Spotlight interview with Joe Deville
As well as being the Chair of the Open Book Collective, due to launch soon, Joe Deville is one of the founders of Mattering Press, a small Open Access book publisher. We sat down with Joe to speak to him about how he became involved in Open Access publishing, some of the challenges that small publishers can face when starting up, and how his work with Mattering Press led to his involvement in the Open Book Collective.
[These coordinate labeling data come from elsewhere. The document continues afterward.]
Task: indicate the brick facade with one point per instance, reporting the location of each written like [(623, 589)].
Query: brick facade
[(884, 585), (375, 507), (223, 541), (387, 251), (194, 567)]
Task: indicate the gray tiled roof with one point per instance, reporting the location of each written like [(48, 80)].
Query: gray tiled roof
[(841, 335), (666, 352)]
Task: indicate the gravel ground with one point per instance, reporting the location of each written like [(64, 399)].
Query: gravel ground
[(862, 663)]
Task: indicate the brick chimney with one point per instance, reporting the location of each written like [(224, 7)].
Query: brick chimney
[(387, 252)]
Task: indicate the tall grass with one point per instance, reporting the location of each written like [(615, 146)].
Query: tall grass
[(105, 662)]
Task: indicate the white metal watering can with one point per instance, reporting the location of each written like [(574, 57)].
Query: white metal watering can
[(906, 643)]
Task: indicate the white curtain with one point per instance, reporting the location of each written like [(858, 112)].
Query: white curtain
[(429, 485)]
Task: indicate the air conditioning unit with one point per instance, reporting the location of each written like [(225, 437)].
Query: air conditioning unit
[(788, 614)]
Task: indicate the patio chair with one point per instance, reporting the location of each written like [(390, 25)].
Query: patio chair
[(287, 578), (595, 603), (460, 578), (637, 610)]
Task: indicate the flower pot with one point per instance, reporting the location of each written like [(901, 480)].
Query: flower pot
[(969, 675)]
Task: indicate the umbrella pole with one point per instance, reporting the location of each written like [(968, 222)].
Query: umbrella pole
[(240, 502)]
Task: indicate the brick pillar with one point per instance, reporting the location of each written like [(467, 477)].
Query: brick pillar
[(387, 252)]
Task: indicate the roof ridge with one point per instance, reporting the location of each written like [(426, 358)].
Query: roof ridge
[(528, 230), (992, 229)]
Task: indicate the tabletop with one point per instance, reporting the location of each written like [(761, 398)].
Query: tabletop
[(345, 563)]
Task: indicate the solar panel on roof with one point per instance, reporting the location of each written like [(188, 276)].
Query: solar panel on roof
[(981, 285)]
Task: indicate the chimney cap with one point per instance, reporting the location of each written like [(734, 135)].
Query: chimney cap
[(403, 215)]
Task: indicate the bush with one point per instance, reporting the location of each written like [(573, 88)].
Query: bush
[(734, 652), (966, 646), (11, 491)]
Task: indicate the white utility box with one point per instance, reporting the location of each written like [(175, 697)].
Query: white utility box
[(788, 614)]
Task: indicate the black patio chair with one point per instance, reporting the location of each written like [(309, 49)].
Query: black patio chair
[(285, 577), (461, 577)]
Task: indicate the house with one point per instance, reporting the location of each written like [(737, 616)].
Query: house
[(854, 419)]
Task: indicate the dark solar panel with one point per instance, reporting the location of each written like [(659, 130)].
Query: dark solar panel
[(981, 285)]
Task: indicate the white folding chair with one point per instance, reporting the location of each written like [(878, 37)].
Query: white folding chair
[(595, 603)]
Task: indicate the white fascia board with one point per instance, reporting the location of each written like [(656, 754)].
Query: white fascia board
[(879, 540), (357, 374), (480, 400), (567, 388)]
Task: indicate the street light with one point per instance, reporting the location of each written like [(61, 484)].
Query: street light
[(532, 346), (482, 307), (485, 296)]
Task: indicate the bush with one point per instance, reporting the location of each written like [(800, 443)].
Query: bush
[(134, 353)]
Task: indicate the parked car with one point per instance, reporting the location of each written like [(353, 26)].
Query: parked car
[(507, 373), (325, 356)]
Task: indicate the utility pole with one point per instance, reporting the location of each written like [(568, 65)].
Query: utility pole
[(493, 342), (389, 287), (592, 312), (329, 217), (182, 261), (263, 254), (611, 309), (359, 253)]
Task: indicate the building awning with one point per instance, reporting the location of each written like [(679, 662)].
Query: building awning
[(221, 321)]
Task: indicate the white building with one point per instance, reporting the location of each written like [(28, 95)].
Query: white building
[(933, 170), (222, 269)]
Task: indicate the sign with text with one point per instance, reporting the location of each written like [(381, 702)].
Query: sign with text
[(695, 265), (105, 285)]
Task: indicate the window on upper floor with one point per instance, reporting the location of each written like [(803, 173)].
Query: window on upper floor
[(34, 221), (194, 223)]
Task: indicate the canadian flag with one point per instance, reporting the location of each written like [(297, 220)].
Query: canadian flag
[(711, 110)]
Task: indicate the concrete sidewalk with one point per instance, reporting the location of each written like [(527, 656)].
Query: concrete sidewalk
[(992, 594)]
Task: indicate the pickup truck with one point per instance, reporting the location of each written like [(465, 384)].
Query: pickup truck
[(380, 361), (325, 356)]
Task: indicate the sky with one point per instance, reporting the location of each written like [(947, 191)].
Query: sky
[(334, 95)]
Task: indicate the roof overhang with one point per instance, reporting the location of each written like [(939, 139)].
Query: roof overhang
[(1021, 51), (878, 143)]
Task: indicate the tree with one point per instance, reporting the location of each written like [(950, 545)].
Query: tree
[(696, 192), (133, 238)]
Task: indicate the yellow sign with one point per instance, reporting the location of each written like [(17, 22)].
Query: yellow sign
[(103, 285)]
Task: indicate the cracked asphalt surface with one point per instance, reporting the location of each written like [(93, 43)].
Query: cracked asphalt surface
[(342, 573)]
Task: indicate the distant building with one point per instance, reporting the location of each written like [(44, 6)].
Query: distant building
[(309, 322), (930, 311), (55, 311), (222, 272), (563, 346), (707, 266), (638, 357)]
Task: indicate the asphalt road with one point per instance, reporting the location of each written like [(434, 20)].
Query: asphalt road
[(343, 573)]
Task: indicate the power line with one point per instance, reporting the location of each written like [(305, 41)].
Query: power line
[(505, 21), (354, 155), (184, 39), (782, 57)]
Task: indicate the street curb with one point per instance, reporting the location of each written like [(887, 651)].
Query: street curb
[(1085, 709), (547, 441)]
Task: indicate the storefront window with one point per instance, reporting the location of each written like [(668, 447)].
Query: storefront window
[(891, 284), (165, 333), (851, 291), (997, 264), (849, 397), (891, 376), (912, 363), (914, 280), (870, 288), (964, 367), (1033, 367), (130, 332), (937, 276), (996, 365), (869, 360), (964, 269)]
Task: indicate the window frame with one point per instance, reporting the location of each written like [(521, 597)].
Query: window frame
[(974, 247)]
Q: What sparked your interest in Open Access publishing?
Joe Deville: Mattering Press was founded by a group of early career academics who had become interested in the practices of scholarship we and our colleagues were involved in during our PhD. As we finished our PhD, we started to take our next steps into the world of publishing ourselves, including starting to think about book length forms of scholarship. At that point in time, there was no obvious place where you can publish book length, Open Access scholarship in the field of science and technology studies, which is the area in which we were working. So, in a somewhat implusive move, in retrospect, we decided that we should start our own press! We didn't really know much about many of debates around Open Access at that point, but we knew that we wanted scholarship to be available as easily as possible. I think that our deeper interest in the Open Access movement started with the decision to create that press. Then, of course, we've learned a lot more both in terms of how to be a publisher and in relation to Open Access. That's continued all the way up until the COPIM project, which is how I became involved in what would become the Open Book Collective.
Q: That’s really interesting. You have almost answered the next question, which was how did you come to found Mattering Press? Maybe you could tell a little bit more about the early stages of the process, what sort of hurdles you overcame and what your ambitions were at that time?
JD: In terms of the the press itself, one of our ambitions was to publish open scholarship but there was a simpler reason why I wanted to create the publisher. This group of us had been providing each other with forms of support during our PhDs and we wanted to carry on working together. The press provided a nice way of us being able to do so. I think it's important to recognize those other motivations for wanting to get involved in publishing. The scholarship is important, but sometimes you just find a group of individuals that you like working and collaborating with.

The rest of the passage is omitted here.